Oracle schrumpft: ki-wette kostet jobs
Ein kalter Wind weht durch die Tech-Branche: Oracle hat am Dienstag eine massive Entlassungswelle gestartet, die CNBC exklusiv meldete. Tausende Mitarbeiter müssen gehen, während der Software-Riese massiv in seine Cloud-Infrastruktur und Rechenzentren investiert, um dem Boom bei Künstlicher Intelligenz (KI) gerecht zu werden. Es ist ein klarer Trend, der sich in den letzten Monaten verstärkt hat und die Frage aufwirft, wie die digitale Transformation wirklich aussieht: Nicht nur Wachstum, sondern auch schmerzhafte Umstrukturierungen.

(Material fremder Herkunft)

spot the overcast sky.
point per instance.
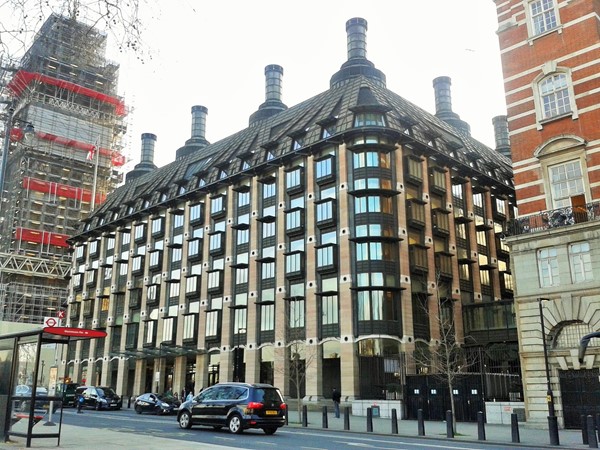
(213, 53)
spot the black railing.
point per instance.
(556, 218)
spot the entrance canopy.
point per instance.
(26, 390)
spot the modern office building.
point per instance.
(321, 236)
(550, 51)
(61, 156)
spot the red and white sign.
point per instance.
(51, 322)
(75, 332)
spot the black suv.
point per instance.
(238, 406)
(101, 397)
(68, 391)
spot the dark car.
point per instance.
(156, 404)
(99, 397)
(68, 391)
(238, 406)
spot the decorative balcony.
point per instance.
(556, 218)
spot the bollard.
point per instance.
(421, 422)
(347, 418)
(449, 425)
(592, 441)
(480, 426)
(514, 428)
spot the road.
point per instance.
(148, 426)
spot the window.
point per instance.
(293, 179)
(543, 16)
(217, 205)
(369, 120)
(267, 317)
(189, 326)
(580, 260)
(566, 181)
(243, 198)
(554, 95)
(196, 212)
(269, 190)
(375, 305)
(547, 259)
(324, 168)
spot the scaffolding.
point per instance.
(66, 88)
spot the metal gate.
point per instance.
(429, 393)
(580, 393)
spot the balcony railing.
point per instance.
(556, 218)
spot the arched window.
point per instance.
(554, 95)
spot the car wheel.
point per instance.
(235, 424)
(185, 420)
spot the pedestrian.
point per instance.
(336, 396)
(79, 404)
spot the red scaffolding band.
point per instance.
(116, 158)
(41, 237)
(23, 78)
(61, 190)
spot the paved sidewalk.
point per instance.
(530, 435)
(75, 437)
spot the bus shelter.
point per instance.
(29, 406)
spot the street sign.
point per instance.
(50, 321)
(75, 332)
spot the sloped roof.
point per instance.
(222, 161)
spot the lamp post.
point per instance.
(552, 419)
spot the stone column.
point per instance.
(348, 358)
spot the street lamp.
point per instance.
(28, 133)
(552, 419)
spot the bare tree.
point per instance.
(120, 19)
(300, 355)
(446, 359)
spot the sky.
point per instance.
(213, 53)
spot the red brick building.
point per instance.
(550, 52)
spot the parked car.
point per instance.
(237, 406)
(99, 397)
(68, 391)
(156, 404)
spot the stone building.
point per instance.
(321, 236)
(550, 51)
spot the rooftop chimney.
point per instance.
(197, 141)
(273, 104)
(146, 164)
(357, 64)
(501, 135)
(443, 105)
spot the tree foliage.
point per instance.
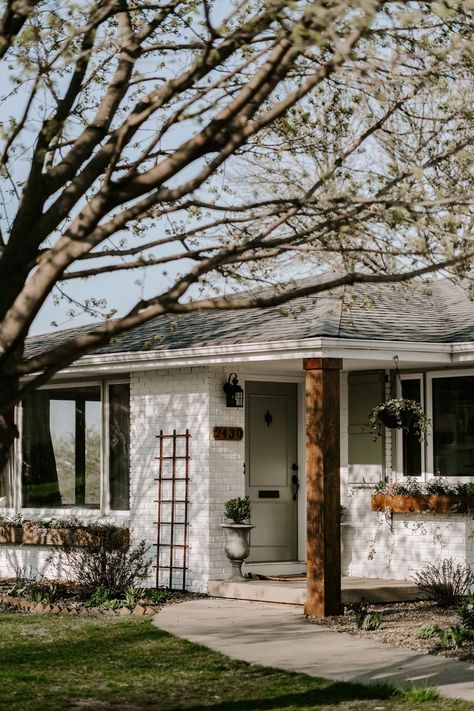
(225, 143)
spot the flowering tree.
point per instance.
(350, 124)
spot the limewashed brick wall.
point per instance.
(188, 398)
(376, 547)
(170, 400)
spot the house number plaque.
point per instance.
(231, 434)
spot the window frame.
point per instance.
(398, 471)
(459, 373)
(104, 508)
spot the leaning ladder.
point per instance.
(172, 510)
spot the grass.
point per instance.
(53, 664)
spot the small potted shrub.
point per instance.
(399, 413)
(237, 545)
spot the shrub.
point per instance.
(133, 595)
(465, 610)
(446, 582)
(96, 555)
(157, 596)
(238, 509)
(365, 620)
(454, 637)
(418, 694)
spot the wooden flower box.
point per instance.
(419, 503)
(11, 534)
(31, 536)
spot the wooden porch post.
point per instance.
(323, 487)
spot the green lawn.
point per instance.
(125, 664)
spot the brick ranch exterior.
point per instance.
(176, 373)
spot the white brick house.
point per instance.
(176, 384)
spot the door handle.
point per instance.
(296, 483)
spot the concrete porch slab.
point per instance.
(293, 592)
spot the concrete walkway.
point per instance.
(279, 636)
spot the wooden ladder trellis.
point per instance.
(172, 510)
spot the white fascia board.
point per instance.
(463, 353)
(429, 353)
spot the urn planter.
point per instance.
(391, 420)
(237, 546)
(419, 503)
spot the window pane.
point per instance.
(119, 446)
(6, 483)
(453, 426)
(61, 447)
(411, 390)
(62, 418)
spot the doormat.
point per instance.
(259, 576)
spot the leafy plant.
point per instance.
(157, 596)
(465, 611)
(238, 509)
(99, 597)
(427, 631)
(19, 587)
(97, 555)
(400, 409)
(113, 604)
(365, 620)
(439, 486)
(446, 582)
(462, 488)
(43, 592)
(418, 694)
(454, 637)
(408, 487)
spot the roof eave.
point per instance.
(321, 347)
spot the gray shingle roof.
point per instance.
(441, 313)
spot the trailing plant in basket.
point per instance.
(238, 509)
(403, 414)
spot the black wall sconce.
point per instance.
(233, 392)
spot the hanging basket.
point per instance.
(396, 420)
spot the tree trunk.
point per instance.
(9, 389)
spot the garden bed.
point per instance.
(59, 597)
(400, 623)
(34, 535)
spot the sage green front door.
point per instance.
(271, 470)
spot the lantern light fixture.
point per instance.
(233, 392)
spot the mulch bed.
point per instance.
(68, 601)
(400, 624)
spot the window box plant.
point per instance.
(399, 413)
(53, 533)
(436, 496)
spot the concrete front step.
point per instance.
(293, 592)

Die ki-strategie fordert ihren tribut
Die entlassungen, die bereits seit Wochen in den Köpfen der Belegschaft schwirrten, sind offenbar eine direkte Folge der enormen Investitionen in KI. Oracle plant, bis 2026 unglaubliche 45 bis 50 Milliarden US-Dollar in seine Oracle Cloud Infrastructure (OCI) zu stecken, um die steigende Nachfrage von Kunden wie AMD, Meta, Nvidia, OpenAI, TikTok und xAI zu bedienen. Die Firma will sich im Rennen um die besten KI-Lösungen positionieren, und das kostet Arbeitsplätze – insbesondere in Bereichen, die durch den automatisierten Fortschritt an Bedeutung verlieren.
4.776 Millionen Dollar hat Oracle allein im letzten Geschäftsjahr in das Cloud-Segment investiert – ein Anstieg von satten 66 Prozent im Vergleich zum Vorjahr. Die Zahlen sprechen eine deutliche Sprache: Die Zukunft liegt in der Cloud und in der KI, und Oracle passt seine Personalstruktur entsprechend an. Es ist ein Balanceakt zwischen Innovation und Rentabilität, der viele Unternehmen in der Branche derzeit zwingt, schwierige Entscheidungen zu treffen.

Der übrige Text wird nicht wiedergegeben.